Project description:Aims: Heart failure with preserved ejection fraction (HFpEF) is a multifactorial disease that constitutes several distinct phenotypes, including a common cardiometabolic phenotype with obesity and type 2 diabetes mellitus. Treatment options for HFpEF are limited, and development of novel therapeutics is hindered by the paucity of suitable preclinical HFpEF models that recapitulate the complexity of human HFpEF. Metabolic drugs, like Glucagon Like Peptide Receptor Agonist (GLP-1RA) and Sodium Glucose Transporter 2 inhibitors (SGLT2i), have emerged as promising drugs to restore metabolic perturbations and may have value in the treatment of the cardiometabolic HFpEF phenotype. We aimed to develop a multifactorial HFpEF mouse model that closely resembles the cardiometabolic HFpEF phenotype, and evaluated the GLP-1 RA liraglutide and a SGLT2i dapagliflozin. Methods&Results: Aged (18-22 months old) female C57BL/6J mice were fed a standardized chow (CTRL) or high fat diet (HFD) for 12 weeks. After 8 weeks HFD, Angiotensin-II (ANGII), was administered for 4 weeks via osmotic mini-pumps. HFD+ANGII resulted in a cardiometabolic HFpEF phenotype, including obesity, impaired glucose handling and metabolic dysregulation with inflammation. The multiple-hit resulted in typical clinical HFpEF features, including cardiac hypertrophy and fibrosis with preserved fractional shortening but with impaired myocardial deformation, atrial enlargement lung congestion, and elevated blood pressures. Treatment with liraglutide attenuated the cardiometabolic dysregulation and improved cardiac function, with reduced cardiac hypertrophy, less myocardial fibrosis, and attenuation of atrial weight, natriuretic peptide levels, and lung congestion. Dapagliflozin treatment improved glucose handling, but had mild effects on the HFpEF phenotype. Conclusions: We developed a mouse model that recapitulates the human HFpEF disease, providing a novel opportunity to study disease pathogenesis and development of enhanced therapeutic approaches. We furthermore show that attenuation of cardiometabolic dysregulation may represent a novel therapeutic target for treatment of HFpEF.

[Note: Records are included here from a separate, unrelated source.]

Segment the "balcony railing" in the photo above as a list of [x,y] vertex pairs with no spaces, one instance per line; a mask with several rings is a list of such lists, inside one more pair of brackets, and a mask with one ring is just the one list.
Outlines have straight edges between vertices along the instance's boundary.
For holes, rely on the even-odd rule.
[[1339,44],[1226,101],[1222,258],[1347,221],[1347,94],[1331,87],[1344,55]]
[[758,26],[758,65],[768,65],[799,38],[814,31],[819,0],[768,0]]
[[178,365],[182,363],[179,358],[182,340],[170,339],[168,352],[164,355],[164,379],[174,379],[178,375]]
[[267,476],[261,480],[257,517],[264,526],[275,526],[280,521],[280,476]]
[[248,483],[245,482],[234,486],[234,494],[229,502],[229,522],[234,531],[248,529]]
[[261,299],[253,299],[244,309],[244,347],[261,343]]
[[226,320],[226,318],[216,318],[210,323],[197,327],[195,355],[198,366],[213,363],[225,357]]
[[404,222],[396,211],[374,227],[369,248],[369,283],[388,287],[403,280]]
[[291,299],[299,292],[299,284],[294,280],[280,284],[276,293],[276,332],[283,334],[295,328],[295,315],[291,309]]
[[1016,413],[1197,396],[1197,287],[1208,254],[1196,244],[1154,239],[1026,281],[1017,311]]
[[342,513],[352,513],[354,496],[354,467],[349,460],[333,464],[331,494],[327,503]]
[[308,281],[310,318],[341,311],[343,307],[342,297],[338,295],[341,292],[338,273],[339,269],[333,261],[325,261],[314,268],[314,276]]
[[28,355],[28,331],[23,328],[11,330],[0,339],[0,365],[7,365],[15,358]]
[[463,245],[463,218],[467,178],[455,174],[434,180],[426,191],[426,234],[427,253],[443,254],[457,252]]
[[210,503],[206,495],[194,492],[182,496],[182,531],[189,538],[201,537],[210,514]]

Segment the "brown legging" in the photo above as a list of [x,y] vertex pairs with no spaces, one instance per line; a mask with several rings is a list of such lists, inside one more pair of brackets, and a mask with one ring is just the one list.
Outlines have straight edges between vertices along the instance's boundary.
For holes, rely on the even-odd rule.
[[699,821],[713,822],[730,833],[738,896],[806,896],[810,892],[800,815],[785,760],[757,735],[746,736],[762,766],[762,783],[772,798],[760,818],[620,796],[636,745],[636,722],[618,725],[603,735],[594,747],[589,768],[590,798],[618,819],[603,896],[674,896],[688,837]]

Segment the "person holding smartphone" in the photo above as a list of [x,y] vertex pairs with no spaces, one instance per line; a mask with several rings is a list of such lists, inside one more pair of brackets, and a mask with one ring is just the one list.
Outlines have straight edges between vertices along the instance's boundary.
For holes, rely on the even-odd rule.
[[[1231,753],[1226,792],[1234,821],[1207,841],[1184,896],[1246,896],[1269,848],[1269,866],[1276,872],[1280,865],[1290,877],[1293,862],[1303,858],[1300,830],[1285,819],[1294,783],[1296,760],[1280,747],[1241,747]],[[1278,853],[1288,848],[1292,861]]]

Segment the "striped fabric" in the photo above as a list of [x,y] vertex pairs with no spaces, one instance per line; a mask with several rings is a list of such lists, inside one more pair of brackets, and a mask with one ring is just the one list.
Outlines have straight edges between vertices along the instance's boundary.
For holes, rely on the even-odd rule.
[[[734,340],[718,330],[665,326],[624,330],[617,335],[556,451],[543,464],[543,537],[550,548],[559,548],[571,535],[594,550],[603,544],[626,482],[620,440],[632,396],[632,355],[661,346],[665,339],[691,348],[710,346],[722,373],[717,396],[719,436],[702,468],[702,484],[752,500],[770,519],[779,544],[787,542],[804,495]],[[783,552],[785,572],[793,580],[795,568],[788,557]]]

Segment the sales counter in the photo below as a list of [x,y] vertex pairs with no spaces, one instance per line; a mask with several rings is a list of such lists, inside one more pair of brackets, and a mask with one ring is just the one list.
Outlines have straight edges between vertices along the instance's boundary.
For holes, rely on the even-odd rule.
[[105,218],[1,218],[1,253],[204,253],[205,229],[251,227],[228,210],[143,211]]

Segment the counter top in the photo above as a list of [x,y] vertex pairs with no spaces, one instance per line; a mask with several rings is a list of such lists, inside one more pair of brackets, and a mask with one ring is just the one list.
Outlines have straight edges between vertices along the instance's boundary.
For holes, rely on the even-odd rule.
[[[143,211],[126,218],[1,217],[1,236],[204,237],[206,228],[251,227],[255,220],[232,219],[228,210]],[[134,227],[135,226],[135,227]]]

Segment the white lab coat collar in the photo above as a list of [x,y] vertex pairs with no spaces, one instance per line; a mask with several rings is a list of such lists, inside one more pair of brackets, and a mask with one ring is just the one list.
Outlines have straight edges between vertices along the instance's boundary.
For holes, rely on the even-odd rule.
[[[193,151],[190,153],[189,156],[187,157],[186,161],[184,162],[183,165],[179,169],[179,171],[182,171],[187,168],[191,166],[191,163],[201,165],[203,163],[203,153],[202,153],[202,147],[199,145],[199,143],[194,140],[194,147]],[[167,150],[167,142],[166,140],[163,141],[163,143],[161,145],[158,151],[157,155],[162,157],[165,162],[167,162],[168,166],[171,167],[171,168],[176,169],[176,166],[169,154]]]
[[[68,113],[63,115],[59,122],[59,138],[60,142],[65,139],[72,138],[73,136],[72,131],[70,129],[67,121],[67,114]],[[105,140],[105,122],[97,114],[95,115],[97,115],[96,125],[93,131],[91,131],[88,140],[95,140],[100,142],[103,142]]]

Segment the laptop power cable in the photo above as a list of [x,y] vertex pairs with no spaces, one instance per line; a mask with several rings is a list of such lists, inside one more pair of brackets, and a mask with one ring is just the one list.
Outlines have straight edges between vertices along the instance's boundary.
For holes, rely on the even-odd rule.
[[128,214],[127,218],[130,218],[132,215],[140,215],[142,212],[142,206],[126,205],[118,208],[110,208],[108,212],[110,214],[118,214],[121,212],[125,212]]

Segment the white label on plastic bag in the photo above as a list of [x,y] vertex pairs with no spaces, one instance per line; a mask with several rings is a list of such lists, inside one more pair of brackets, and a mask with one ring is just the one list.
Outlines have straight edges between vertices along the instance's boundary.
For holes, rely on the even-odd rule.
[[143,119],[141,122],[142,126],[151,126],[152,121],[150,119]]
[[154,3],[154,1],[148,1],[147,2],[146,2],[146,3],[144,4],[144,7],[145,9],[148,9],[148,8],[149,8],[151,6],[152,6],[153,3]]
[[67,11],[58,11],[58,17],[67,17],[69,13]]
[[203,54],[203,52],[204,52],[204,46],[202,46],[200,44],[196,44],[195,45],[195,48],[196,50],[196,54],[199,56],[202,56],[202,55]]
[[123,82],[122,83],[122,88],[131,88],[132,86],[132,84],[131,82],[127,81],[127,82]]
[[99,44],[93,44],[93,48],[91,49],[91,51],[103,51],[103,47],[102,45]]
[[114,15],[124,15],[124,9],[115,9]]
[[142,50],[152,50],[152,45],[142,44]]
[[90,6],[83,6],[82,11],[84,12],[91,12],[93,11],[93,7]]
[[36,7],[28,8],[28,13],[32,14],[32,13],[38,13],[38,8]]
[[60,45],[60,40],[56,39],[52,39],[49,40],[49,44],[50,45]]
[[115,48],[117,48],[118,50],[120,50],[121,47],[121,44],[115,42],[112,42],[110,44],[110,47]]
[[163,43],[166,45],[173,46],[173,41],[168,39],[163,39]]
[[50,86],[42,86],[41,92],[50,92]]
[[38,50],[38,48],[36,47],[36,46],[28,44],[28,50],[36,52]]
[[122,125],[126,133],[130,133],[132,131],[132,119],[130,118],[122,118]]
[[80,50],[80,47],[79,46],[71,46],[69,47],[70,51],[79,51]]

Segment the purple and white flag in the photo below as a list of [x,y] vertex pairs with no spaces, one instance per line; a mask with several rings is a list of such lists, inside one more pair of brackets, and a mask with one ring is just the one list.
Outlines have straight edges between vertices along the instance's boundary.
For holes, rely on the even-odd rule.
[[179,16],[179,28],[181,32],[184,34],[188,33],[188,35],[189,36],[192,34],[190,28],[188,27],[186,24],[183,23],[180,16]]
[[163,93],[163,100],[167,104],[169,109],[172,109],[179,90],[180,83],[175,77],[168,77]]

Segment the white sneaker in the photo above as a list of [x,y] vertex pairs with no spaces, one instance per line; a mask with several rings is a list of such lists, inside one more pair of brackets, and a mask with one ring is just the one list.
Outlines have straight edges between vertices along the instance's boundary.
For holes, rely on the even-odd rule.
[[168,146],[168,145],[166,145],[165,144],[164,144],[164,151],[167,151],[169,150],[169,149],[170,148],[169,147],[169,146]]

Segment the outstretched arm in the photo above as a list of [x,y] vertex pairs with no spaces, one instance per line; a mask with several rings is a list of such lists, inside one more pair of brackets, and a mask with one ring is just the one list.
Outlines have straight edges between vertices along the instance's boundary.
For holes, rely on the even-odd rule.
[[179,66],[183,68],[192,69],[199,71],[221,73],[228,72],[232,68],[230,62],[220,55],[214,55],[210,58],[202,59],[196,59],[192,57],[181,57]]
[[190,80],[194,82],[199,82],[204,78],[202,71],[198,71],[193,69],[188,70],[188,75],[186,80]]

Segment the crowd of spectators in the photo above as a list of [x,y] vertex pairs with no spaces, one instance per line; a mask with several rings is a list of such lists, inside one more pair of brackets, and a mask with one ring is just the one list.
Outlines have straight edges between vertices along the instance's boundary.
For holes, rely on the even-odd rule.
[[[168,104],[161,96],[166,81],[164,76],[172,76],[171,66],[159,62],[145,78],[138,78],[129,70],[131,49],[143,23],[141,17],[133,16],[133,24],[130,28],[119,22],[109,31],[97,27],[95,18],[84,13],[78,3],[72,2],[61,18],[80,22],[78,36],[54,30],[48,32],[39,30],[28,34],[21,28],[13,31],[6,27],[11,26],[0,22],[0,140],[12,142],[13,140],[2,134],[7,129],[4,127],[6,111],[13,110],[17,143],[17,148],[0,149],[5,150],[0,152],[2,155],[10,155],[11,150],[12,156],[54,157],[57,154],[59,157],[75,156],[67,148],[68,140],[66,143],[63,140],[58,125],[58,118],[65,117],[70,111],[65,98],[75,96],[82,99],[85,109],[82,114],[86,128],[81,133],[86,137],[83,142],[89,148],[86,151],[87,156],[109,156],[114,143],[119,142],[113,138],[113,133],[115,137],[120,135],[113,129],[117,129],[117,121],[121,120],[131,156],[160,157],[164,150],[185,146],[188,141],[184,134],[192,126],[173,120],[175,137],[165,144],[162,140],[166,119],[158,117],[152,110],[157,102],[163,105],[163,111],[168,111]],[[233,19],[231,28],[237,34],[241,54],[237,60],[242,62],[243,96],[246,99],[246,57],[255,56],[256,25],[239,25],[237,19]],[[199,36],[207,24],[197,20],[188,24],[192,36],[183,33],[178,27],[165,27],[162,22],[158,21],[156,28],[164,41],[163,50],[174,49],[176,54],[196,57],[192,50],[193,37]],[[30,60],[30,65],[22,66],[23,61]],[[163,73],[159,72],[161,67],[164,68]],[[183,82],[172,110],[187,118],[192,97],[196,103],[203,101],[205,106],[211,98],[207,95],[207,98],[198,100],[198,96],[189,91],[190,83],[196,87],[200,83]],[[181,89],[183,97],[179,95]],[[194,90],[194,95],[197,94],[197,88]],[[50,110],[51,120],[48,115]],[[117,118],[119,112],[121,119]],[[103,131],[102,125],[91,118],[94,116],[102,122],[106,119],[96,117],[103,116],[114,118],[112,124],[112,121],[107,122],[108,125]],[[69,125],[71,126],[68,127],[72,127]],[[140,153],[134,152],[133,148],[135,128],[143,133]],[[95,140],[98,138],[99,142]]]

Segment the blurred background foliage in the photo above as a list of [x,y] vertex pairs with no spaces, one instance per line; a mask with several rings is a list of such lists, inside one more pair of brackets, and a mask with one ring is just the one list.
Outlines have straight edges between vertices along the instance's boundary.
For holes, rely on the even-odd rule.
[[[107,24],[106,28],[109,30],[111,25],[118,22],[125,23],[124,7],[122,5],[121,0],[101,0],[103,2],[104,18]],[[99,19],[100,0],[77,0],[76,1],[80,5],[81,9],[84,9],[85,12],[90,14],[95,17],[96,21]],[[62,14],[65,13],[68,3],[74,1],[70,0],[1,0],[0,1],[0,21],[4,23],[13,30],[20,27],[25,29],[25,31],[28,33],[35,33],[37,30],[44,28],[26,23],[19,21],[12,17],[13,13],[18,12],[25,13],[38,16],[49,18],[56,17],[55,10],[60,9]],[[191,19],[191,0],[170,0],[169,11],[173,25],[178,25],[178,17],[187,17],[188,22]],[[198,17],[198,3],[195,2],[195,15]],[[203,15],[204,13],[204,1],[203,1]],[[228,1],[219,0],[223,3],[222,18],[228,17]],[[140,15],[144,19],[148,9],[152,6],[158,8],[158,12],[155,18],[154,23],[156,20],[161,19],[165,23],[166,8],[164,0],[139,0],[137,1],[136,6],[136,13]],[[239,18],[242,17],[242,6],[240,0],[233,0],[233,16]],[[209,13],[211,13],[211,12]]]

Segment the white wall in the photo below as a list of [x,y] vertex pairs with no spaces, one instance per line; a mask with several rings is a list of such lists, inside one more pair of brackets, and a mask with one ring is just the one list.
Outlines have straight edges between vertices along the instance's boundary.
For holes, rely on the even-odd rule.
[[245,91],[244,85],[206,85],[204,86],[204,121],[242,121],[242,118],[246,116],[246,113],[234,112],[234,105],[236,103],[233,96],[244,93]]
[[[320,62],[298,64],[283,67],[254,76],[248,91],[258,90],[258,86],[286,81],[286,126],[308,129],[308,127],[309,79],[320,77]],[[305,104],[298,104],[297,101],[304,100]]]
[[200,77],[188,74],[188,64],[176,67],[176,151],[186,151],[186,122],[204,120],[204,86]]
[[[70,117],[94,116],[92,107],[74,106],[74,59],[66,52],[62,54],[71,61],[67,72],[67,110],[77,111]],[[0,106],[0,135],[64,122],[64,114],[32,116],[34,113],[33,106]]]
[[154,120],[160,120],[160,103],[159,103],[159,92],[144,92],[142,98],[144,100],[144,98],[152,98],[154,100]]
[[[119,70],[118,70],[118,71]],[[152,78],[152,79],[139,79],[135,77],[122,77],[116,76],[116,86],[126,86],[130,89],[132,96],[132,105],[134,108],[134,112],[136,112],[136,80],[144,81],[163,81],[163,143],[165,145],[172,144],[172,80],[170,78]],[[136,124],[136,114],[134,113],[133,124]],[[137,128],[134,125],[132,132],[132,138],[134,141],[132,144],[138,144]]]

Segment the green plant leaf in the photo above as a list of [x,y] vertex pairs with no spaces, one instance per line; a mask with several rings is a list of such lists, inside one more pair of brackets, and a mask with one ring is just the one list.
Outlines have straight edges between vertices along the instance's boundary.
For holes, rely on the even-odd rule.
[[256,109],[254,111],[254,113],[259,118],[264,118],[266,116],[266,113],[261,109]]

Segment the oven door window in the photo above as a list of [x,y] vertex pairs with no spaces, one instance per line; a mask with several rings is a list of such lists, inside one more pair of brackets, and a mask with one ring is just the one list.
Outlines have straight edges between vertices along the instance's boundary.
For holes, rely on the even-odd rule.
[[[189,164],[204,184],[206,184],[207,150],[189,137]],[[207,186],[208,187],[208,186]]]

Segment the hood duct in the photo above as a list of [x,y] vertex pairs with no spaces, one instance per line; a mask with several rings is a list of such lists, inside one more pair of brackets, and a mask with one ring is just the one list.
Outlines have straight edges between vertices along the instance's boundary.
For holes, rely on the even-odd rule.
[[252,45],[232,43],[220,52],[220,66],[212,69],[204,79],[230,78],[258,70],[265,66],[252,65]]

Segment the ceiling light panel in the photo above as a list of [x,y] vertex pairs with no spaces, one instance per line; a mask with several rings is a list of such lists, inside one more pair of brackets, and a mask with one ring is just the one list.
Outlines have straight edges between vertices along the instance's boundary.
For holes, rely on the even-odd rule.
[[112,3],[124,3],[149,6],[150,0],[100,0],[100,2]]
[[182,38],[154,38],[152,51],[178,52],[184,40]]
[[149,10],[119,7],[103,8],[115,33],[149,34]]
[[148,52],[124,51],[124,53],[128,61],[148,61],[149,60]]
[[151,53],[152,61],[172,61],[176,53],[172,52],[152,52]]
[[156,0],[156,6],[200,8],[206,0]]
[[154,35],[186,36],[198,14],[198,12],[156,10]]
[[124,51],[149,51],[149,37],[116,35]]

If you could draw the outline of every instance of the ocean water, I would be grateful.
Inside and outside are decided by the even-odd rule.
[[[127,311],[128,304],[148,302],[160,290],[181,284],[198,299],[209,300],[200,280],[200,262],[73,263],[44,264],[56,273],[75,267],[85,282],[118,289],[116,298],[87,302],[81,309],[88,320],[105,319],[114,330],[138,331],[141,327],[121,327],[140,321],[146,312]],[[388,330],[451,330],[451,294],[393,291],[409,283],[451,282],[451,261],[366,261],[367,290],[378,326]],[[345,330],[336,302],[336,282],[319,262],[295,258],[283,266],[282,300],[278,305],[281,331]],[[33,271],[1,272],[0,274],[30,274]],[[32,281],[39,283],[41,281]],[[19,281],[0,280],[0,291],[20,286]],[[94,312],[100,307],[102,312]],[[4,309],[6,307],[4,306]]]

Project description:Type 2 diabetes mellitus (T2DM) is a metabolic disease associated with several comorbidities, including cardiac dysfunction leading to heart failure with preserved ejection fraction (HFpEF), in turn resulting in T2DM-induced cardiomyopathy (T2DM-CM). However, the molecular mechanisms underlying the development of T2DM-CM are poorly understood. It is hypothesized that molecular alterations in myopathic genes induced by diabetes promote the development of HFpEF, whereas cardiac myosin inhibitors can rescue the resultant T2DM-induced cardiomyopathy. To test this hypothesis, a Leptin receptor-deficient db/db homozygous (Lepr db/db) mouse model was used to define the pathogenesis of T2DM-CM. Echocardiographic studies at 4 and 6 months revealed that Lepr db/db hearts started developing cardiac dysfunction by four months, and left ventricular hypertrophy with diastolic dysfunction was evident at 6 months. Strikingly, the level of cardiac myosin binding protein-C phosphorylation was significantly increased in Lepr db/db mouse hearts. RNA-seq data analysis, followed by functional enrichment, revealed the differential regulation of genes related to cardiac dysfunction in Lepr db/db heart tissues. Finally, using isolated skinned papillary muscles and freshly isolated cardiomyocytes, CAMZYOS (mavacamten, which is a prescription heart medicine used for symptomatic obstructive hypertrophic cardiomyopathy treatment (herein after denotes as MYK-461), was tested for its ability to rescue T2DM-CM. Compared with controls, MYK-461 significantly reduced force generation in papillary muscle fibers and cardiomyocyte contractility in the db/db group. This line of evidence shows that 1) T2DM-CM is associated with hyperphosphorylation of cardiac myosin binding protein-C and 2) MYK-461 significantly lessened disease progression, suggesting its promise as a therapeutic treatment for HFpEF.